The result: The alteration in melatonin secretion can result in a shifted sleep phase.
That means that people:
- may feel more alert in late evening.
- face challenges in being able to wake up early.
- often have lower quality and duration of sleep.
Wu says experts still don’t know why people who have ADHD and circadian rhythm sleep disorders have a more difficult time falling asleep than people without such difficulties. One scientific theory, he says, is the brain’s synapses have a reduced responsiveness to melatonin.
When this responsiveness to melatonin is low — even if melatonin levels are adequate — the neural response may be subdued. As a result, this potentially “impacts the regulation of sleep-wake cycles and circadian rhythms, leading to difficulties in initiating sleep or maintaining regular sleep patterns,” Wu says.

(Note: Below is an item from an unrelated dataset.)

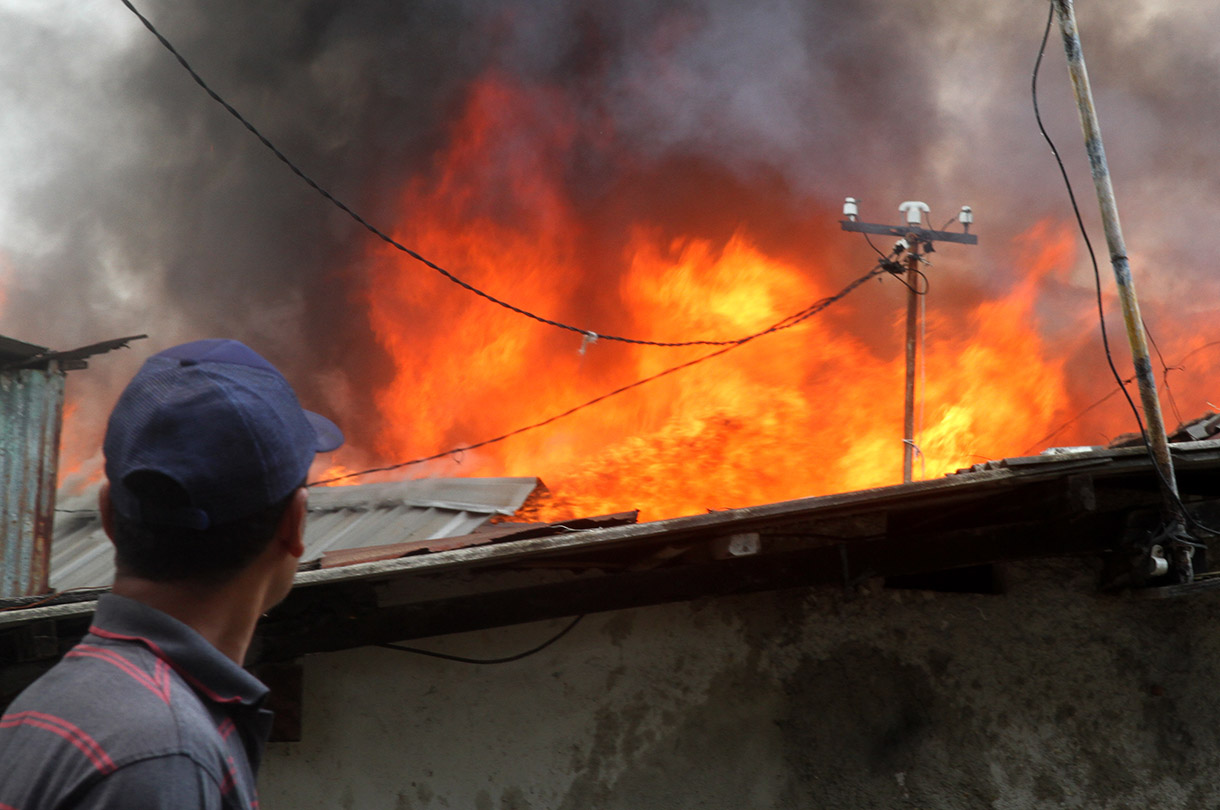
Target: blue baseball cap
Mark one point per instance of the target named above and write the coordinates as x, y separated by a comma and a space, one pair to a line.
220, 421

Pros and Cons of Melatonin Supplements for the ADHD Brain
Even though melatonin is a natural element in the body, melatonin supplementation isn’t for everyone. It’s critical to consult with a doctor to discuss appropriate dosage and timing, especially if you take medication for ADHD or other conditions.
“Melatonin is often taken in excessive amounts and at incorrect times,” says Wu.
That can impact restfulness and cause grogginess upon waking, he says.
Also, as with any supplement, there are pros and cons to melatonin and how it affects the ADHD brain.
Here are some benefits to taking melatonin supplements if you have ADHD:
• Helps shift sleep schedules
Melatonin supplementation is effective in shifting sleep schedules for people with ADHD. If you stay up too late, melatonin could help fix this daily pattern.
“If your sleep struggle involves challenges with falling asleep, melatonin is a low-risk option that may reduce this time and increase the time spent sleeping,” says Jackson.
Melatonin can shift the time a person goes to sleep forward by approximately 1.5 hours.
• Can be especially effective with light therapy
Melatonin taken at a low dose in late afternoon or early evening combined with light therapy early in the day can advance sleep schedules and shorten sleep onset for those with ADHD and circadian rhythm disruption, Wu says. Bright light therapy used consistently first thing in the morning has shown to improve shifting sleep patterns, signaling to the brain that it is time to be awake and resetting circadian rhythms of sleep and wakefulness, Jackson says. Some research shows the combination of melatonin and light therapy can be more effective than melatonin supplementation alone.
Here are some disadvantages to melatonin supplementation for people with ADHD:
• Some side effects
Melatonin is generally considered low risk for side effects, but that doesn’t mean they’re non-existent. Jackson says common side effects include daytime sleepiness, headaches, nausea and
“Less common but more severe side effects include reports of depression,” Jackson says,
• Inconsistent results
Melatonin can be helpful for some people with ADHD, but it does not always deliver the same results. Though the sleep aid can shorten the time it takes to fall asleep and increase the total time spent asleep, its effects are inconsistent across multiple studies and classified as “preliminary evidence,” says Jackson.
Are Melatonin Supplements for Everyone?
Sleep issues are common — in people with and without ADHD. Sleep issues can be a symptom and side effect of ADHD, and can exacerbate other ADHD symptoms.
For many, taking melatonin supplements can deliver good results.
But melatonin is not a cure-all for sleep issues. And, as with all over-the-counter supplements, you should take melatonin only after you’ve discussed it with your doctor.